1.Calculate the present value of $100 in 6 years. Assume 6.9% interest rate with continuous compounding.

2.On 8/15/2019, a 3-year forward contract, expiring 8/15/2022, on a non-dividend-paying stock was entered into when the stock price was $51 and the risk-free interest rate was 10.8% per annum with continuous compounding. 1 year later, on 8/15/2020, the stock price becomes $55. What is the "delivery" price of the forward contract entered into on 8/15/2019?

3.Several months ago, XYZ entered into a long forward contract on an asset with no income. XYZ agreed to pay $30 to seller at maturity. Today, the contract matures in 4 months. The risk-free rate with continuous compounding is 7.2% per annum, the underlying asset price is $38.76. Calculate the value of the above forward contract.

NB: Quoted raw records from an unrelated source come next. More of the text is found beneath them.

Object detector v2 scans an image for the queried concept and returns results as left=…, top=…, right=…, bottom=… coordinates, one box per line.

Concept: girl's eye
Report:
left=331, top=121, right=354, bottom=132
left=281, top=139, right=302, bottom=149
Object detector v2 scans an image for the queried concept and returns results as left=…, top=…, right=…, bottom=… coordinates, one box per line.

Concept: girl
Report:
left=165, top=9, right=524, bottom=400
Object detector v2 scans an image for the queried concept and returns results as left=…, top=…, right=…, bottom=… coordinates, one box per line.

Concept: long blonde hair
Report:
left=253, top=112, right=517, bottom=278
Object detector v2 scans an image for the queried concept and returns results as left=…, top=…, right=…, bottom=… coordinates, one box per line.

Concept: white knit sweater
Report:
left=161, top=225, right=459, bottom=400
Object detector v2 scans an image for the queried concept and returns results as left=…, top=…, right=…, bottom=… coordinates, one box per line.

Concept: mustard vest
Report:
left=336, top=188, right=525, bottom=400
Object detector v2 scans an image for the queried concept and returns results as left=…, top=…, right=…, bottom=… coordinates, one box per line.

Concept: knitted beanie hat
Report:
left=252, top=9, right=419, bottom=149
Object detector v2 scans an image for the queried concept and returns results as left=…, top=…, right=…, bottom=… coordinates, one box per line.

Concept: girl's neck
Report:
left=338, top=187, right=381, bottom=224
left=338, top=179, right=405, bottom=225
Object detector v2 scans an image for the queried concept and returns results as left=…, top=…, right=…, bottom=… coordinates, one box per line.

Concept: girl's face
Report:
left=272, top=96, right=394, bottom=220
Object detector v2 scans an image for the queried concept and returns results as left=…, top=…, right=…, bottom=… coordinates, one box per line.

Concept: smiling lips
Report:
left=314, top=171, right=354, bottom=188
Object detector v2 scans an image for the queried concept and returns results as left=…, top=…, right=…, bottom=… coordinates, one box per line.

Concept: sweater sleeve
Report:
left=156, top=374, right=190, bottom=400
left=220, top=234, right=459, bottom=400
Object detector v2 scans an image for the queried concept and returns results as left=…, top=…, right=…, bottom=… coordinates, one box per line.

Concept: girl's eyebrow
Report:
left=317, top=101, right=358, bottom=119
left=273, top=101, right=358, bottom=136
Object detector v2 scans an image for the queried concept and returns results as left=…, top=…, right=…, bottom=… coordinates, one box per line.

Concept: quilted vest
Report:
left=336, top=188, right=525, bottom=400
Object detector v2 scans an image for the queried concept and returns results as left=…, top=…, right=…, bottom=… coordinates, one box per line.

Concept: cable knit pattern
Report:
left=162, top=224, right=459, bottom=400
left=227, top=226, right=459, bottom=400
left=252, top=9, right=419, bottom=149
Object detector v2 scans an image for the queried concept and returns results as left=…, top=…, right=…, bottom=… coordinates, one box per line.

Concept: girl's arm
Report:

4.XYZ is a BBB rated company with a credit spread of 1.50%. It expects interest rate will increase in future. Today, it wants to lock in the 3-month interest rate between next December and March. Currently, next December Eurodollar futures price is 97.54 and March Eurodollar futures price is 97.55. At which rate, can XYZ lock in to borrow for 3 months starting in next December?

5.Suppose James is managing a portfolio consisting of T-notes. He is concerned of possible bond price decline due to interest rate increase in future. To protect against the potential loss,he should short T-note futures today. True or false?

6.To protect against future short-term interest rate decrease,a bank should long Eurodollarfutures today. True or false?